Only one way to find out. Dupree picked up the amplified megaphone and approached the house.
Chapter 92
Maybe we’ve made it, Pickett thought, settling into the big chair in the living room. Maybe this is where our new life starts, right here in Casa Grande. No more hiding in the shadows from Lolly’s father. No more need to distance himself from his family. They could start over and be whatever they wanted to be. He arched his back against the deep leather chair but, too nervous to relax, his thoughts continued to roam.
All those little decisions—thousands upon thousands—that we make every day that later morph us into the person we become. Pet a dog or pull its ear? Wear blue today or red? Steal a pencil or give it back to the teacher? Turn right or turn left? Tell the truth and take the punishment or cross your fingers and hope for the best?
What was that first step he’d taken that led to becoming someone who could, without hesitation, plunge a knife into a beating heart? Maybe it wasn’t a decision at all. Maybe Lolly’s father had been right, and it was bred into his bones.
In any case, he had willingly followed Lolly’s example: he’d learned to kill. And now he was the man everyone had always expected him to become.

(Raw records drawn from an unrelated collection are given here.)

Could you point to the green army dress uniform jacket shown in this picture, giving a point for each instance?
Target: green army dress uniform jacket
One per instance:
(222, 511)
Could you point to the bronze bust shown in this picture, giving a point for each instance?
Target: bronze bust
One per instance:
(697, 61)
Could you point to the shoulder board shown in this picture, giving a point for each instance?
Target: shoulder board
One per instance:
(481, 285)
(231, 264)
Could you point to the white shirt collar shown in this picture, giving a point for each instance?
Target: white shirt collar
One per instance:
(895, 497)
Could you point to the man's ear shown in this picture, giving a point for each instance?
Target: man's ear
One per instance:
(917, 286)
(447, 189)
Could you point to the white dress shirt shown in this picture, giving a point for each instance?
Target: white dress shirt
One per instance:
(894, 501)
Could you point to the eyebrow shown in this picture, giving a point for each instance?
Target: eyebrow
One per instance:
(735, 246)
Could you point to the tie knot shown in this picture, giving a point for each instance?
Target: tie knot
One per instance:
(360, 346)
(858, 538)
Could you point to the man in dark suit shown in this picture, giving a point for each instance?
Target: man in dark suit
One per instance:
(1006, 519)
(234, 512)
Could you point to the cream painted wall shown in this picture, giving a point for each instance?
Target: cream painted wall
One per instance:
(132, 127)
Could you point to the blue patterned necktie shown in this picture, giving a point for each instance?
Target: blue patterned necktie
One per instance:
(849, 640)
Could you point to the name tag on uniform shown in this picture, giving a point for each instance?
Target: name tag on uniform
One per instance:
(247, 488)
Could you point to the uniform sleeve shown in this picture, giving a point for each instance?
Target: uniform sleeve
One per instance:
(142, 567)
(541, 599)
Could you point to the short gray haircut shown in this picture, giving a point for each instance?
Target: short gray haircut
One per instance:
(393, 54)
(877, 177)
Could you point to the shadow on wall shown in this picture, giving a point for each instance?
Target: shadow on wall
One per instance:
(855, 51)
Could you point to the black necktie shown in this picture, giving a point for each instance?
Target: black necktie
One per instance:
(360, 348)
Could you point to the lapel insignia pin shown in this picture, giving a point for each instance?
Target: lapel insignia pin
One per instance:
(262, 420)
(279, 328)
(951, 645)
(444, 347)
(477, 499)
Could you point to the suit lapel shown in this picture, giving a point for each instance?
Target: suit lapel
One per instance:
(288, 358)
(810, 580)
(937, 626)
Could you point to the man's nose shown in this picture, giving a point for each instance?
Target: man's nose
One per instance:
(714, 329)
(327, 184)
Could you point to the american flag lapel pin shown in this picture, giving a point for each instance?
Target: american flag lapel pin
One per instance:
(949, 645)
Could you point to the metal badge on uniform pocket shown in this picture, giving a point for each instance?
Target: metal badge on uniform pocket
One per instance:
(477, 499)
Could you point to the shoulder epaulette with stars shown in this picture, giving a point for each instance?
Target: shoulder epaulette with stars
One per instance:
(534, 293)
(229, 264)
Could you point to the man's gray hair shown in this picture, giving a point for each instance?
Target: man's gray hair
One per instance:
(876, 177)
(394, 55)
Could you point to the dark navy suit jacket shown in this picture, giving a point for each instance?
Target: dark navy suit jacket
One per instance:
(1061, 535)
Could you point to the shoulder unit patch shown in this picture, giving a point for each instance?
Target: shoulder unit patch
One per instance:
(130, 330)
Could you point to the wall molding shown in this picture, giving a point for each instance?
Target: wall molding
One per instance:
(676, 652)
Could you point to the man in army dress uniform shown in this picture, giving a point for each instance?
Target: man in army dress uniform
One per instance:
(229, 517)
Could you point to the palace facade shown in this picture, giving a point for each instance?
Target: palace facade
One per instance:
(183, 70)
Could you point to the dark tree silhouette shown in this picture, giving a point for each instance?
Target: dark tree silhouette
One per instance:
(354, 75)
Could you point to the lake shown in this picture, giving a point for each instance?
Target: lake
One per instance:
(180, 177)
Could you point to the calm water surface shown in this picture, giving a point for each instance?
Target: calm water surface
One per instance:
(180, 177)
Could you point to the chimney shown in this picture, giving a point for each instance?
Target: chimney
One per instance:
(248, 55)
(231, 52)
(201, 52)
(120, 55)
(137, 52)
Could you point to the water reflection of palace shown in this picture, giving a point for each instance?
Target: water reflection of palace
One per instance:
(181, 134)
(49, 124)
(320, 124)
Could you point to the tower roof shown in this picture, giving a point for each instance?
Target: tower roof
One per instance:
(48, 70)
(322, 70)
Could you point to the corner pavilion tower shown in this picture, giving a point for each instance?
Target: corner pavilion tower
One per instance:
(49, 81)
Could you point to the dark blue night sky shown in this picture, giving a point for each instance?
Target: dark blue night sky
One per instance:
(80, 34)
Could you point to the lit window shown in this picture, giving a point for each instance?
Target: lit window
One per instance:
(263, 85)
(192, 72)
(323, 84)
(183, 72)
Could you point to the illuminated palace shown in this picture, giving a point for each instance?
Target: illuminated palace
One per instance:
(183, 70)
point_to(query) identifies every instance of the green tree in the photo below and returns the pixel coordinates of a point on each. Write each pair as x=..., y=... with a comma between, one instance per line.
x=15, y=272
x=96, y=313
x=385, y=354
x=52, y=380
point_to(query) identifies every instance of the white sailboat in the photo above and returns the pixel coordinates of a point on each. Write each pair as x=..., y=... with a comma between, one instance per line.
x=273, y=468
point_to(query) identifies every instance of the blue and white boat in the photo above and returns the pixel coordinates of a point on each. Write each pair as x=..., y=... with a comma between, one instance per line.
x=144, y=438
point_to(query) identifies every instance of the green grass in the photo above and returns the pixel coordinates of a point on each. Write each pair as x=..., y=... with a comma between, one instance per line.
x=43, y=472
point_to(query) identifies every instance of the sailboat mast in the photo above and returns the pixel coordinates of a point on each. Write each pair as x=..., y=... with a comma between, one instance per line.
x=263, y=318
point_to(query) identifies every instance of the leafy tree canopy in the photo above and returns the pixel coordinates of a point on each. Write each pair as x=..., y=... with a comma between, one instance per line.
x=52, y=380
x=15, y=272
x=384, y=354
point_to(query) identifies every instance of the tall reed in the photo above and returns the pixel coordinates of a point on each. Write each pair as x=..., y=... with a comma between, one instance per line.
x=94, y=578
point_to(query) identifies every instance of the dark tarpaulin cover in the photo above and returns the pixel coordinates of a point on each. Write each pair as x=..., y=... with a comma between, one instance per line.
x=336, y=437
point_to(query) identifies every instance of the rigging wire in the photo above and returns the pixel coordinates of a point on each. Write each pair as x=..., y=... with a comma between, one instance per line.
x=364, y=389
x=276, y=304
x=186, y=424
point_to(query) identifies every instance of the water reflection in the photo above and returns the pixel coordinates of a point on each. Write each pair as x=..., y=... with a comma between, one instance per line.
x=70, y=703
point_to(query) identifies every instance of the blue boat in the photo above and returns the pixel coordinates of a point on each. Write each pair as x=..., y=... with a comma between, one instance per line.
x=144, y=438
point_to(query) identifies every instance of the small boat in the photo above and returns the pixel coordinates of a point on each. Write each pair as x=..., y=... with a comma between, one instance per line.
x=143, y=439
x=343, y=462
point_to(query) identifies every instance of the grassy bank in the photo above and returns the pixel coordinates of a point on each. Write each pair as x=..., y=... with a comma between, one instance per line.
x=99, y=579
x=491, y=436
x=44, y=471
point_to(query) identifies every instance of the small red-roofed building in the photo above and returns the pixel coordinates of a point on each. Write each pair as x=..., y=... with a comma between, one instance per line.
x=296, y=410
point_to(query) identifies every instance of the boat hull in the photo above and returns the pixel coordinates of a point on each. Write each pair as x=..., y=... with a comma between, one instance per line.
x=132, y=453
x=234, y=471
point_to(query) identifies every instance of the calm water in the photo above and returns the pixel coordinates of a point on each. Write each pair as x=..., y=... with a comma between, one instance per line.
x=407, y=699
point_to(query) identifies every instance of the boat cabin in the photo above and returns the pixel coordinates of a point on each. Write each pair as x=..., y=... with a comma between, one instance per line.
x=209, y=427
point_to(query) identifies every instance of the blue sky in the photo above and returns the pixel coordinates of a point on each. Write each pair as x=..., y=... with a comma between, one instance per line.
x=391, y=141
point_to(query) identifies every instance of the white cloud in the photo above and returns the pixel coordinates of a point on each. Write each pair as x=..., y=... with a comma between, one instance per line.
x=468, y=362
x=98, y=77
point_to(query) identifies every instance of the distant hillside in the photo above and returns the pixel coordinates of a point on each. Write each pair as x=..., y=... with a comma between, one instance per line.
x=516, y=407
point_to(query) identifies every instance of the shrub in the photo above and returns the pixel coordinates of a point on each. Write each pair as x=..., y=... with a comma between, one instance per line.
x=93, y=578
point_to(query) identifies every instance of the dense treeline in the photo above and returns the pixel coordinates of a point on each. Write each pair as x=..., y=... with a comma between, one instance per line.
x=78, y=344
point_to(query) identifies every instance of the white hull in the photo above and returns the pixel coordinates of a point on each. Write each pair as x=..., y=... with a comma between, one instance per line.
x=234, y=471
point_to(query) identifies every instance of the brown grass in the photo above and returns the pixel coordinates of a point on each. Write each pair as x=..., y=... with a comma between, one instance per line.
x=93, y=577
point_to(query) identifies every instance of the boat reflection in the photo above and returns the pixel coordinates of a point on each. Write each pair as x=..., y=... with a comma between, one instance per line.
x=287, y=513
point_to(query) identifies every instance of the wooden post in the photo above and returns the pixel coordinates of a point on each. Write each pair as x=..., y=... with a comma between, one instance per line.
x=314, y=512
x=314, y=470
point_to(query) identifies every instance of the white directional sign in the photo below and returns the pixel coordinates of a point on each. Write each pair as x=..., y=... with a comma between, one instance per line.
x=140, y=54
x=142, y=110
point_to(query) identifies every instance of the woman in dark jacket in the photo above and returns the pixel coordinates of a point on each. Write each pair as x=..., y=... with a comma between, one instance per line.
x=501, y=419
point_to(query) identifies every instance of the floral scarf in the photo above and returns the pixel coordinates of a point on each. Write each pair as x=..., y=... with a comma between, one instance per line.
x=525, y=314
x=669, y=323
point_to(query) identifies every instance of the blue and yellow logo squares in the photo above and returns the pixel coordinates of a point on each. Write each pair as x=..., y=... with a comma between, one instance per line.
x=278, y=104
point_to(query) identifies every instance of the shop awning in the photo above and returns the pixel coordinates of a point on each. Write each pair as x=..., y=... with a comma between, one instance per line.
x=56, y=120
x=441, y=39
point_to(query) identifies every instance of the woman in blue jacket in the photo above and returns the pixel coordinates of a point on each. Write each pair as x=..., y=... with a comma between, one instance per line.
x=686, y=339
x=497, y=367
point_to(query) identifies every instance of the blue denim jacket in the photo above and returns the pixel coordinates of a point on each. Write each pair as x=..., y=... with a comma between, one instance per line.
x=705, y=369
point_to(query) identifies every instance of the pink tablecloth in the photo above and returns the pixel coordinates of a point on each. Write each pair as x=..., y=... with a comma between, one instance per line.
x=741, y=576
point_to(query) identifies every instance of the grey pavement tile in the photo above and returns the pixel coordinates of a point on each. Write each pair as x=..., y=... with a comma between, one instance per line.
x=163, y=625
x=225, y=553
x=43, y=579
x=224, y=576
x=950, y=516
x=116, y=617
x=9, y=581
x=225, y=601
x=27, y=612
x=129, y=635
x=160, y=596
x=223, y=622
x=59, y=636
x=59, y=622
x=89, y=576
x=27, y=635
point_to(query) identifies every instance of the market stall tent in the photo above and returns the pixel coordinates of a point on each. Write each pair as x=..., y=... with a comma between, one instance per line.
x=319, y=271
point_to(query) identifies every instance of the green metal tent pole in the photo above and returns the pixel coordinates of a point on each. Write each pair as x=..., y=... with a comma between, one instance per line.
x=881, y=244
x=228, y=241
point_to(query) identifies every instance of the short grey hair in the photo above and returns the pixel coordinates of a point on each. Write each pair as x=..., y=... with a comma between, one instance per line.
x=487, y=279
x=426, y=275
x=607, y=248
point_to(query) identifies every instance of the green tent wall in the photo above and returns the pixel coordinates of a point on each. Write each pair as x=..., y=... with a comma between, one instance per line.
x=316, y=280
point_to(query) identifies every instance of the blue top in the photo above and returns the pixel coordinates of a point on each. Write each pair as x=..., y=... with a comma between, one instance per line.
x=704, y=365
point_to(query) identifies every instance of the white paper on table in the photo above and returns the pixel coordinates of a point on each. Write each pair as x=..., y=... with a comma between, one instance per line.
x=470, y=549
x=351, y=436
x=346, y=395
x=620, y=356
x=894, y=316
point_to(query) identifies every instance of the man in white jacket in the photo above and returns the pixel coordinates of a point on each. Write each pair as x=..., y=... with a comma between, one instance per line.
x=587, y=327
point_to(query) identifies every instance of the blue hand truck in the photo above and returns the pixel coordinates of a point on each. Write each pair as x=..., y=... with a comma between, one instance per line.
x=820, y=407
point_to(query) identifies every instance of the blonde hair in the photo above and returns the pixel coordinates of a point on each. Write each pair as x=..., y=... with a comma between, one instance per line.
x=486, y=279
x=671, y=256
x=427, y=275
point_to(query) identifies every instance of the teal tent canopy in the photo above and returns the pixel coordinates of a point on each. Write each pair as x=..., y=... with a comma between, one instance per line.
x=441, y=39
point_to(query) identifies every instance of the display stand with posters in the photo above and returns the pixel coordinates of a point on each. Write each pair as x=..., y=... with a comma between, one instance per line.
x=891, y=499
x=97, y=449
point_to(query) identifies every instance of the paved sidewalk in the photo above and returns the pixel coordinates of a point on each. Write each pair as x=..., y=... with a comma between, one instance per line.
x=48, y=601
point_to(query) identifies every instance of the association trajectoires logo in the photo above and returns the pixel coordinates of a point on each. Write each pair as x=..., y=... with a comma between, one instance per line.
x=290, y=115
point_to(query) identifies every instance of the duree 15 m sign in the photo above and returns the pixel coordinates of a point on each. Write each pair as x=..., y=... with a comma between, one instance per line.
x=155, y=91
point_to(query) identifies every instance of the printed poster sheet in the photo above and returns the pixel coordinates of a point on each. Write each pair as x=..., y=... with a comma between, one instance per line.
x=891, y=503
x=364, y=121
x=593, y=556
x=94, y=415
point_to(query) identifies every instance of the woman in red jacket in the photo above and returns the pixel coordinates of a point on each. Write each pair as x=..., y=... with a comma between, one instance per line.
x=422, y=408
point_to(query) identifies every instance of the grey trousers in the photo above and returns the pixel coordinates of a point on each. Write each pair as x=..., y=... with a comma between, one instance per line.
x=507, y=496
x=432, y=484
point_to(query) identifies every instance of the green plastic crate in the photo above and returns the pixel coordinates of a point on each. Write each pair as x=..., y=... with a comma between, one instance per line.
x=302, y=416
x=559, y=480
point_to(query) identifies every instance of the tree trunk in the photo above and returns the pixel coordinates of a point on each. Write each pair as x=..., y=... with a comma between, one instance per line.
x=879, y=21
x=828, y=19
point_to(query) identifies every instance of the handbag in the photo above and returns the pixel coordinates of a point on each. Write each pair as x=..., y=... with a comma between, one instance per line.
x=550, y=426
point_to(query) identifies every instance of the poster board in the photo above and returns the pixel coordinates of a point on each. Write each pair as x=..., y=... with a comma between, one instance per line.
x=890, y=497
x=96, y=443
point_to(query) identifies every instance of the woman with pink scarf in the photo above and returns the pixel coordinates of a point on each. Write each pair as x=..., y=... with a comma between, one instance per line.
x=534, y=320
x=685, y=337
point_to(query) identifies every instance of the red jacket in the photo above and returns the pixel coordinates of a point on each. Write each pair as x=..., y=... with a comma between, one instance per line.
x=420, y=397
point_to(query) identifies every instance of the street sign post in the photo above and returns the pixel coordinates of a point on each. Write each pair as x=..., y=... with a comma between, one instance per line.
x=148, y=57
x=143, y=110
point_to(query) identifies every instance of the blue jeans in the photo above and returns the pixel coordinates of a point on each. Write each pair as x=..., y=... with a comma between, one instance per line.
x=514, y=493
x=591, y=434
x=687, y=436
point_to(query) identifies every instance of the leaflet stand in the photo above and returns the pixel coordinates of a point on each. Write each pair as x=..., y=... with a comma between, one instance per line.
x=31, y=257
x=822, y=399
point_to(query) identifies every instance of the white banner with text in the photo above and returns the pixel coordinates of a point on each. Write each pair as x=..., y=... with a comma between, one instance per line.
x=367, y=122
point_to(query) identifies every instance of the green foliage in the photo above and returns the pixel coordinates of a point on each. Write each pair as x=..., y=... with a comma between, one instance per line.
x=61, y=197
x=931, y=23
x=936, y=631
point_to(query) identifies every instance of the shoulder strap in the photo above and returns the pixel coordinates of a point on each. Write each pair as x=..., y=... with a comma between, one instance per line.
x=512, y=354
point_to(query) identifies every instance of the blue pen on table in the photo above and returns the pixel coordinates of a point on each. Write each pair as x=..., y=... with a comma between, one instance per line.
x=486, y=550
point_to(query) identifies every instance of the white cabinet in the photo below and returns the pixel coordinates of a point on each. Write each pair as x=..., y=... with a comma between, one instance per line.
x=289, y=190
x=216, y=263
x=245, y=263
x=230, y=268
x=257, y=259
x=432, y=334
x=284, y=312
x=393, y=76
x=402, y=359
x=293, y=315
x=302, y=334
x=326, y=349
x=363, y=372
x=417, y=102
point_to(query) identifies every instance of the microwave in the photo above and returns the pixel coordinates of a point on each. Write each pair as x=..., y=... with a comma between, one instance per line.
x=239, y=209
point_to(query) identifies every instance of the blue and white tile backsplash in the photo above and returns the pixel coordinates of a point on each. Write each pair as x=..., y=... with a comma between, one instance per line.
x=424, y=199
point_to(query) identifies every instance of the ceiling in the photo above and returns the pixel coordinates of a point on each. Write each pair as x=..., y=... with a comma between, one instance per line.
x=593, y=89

The Casa Grande place wasn’t as private as he’d hoped—there were houses visible in the distance on both sides—but he had pulled the car around back and drawn all the curtains.
He and Lolly had warmed canned soup last night and tried to gather their energies with sleep. Not that he got much rest at all. His dreams had turned to horror flicks—knives slashing, guns dripping blood, a voice shouting, “Stand up, God damn it! Stand up!”—and he’d awakened with a half-caught breath of terror at least a dozen times.